SIMULATION OF A 40-YEAR CLIMATIC TIME SERIES TO ILLUSTRATE A RANDOM TREND

Andrew C. Comrie

Dept. of Geography and Regional Development
University of Arizona, Tucson, AZ 85721, U.S.A.

Abstract: The dangers of assuming apparent trends to be real are highlighted via examination of a 40-year random time series of simulated temperature. The overall trend was examined using linear regression, and shorter-term trends were identified using a 9-year moving average. The likelihood of the observed trend having occurred by chance was evaluated by comparison to trends in 100 random series. The example series displayed annual and decadal variability, as well as a clear upward overall trend (slope = 0.0089; R2 = 0.1616) with a 2 percent chance of occurrence. The findings underscore the care that should be taken when evaluating trends in data for which the controlling processes are not fully understood.

Introduction
Many climate studies have examined trends in quantities such as temperature, precipitation, and carbon dioxide (CO2) based on time series of data collected over the last 50 to 100 years (e.g., Cayan et al., 1998; Peterson and Vose, 1997; Keeling and Whorf, 1998). These studies frequently include time-series plots showing, for example, increases since the middle of the twentieth century. In some cases, these figures include trend lines or smoothed curves to highlight the nature of a particular trend.
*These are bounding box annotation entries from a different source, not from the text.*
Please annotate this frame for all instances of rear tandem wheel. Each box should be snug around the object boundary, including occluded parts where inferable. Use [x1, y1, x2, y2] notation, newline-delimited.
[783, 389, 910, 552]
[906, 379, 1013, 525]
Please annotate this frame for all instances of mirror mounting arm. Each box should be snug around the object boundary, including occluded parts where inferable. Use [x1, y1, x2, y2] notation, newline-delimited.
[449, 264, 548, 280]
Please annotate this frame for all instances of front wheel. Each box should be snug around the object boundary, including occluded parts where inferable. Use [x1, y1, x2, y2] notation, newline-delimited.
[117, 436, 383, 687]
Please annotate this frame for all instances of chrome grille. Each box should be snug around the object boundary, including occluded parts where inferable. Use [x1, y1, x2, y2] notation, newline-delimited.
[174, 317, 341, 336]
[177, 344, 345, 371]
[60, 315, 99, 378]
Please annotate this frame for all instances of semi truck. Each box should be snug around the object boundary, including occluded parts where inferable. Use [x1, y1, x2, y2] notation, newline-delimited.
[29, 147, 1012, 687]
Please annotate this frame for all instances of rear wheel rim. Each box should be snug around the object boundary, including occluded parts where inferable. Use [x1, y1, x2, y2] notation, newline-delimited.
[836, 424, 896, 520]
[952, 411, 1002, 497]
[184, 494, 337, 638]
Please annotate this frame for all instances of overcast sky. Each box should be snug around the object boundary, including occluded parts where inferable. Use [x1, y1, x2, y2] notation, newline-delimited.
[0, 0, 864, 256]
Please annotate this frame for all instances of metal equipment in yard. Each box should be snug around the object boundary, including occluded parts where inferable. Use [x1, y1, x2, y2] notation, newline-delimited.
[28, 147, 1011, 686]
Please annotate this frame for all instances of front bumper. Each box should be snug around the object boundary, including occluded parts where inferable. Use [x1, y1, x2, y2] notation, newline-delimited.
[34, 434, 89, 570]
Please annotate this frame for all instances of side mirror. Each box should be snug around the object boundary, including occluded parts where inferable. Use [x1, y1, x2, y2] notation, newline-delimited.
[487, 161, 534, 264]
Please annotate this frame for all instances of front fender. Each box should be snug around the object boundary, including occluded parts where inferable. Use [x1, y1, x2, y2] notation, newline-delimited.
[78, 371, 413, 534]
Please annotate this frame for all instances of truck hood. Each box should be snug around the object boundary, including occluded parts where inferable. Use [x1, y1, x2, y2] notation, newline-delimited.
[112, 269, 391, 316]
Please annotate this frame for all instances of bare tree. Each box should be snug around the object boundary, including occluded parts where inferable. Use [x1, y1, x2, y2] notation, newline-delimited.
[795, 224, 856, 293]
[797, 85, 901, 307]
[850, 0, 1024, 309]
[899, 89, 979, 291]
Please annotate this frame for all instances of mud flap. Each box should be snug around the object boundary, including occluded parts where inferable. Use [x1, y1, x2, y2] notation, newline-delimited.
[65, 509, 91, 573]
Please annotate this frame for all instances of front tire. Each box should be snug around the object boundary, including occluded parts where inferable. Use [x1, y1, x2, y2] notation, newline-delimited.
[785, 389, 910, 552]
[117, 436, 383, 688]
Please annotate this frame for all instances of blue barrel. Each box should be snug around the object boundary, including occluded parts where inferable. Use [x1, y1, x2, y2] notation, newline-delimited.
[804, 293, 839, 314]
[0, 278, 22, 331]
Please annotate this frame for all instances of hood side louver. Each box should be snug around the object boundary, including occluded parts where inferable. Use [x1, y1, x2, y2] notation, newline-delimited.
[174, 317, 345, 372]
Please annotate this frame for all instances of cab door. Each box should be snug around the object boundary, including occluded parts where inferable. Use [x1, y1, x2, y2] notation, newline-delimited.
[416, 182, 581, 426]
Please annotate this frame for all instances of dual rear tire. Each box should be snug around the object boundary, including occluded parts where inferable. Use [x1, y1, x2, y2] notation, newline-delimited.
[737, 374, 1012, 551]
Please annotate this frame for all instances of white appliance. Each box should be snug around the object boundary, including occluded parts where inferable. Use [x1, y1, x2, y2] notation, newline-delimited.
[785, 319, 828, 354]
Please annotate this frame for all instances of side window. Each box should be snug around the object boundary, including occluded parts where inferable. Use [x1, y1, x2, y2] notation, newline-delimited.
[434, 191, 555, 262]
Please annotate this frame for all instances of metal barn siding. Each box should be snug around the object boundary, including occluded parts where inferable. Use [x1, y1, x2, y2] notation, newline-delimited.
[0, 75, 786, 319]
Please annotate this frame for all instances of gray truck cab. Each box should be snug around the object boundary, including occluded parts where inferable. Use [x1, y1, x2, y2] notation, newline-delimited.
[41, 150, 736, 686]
The statistical strength or weakness of any such trend is usually detailed in the paper. However, it is not uncommon for a graph of an especially newsworthy trend to be reproduced in the media. Figure 1 shows two examples of this phenomenon, the annual Mauna Loa CO2 curve and the annual mean minimum temperature for Tucson, Arizona. While trends published in scientific articles have undergone review for scientific and statistical robustness, it is easy for the untrained eye to see apparent trends in other similar, relatively short time series that may not be real.

Figure 1. Two examples of climatic time series and trend lines for (a) Mauna Loa CO2 data from Keeling and Whorf (1998) and (b) mean minimum temperature data at Tucson International Airport from Peterson and Vose (1997).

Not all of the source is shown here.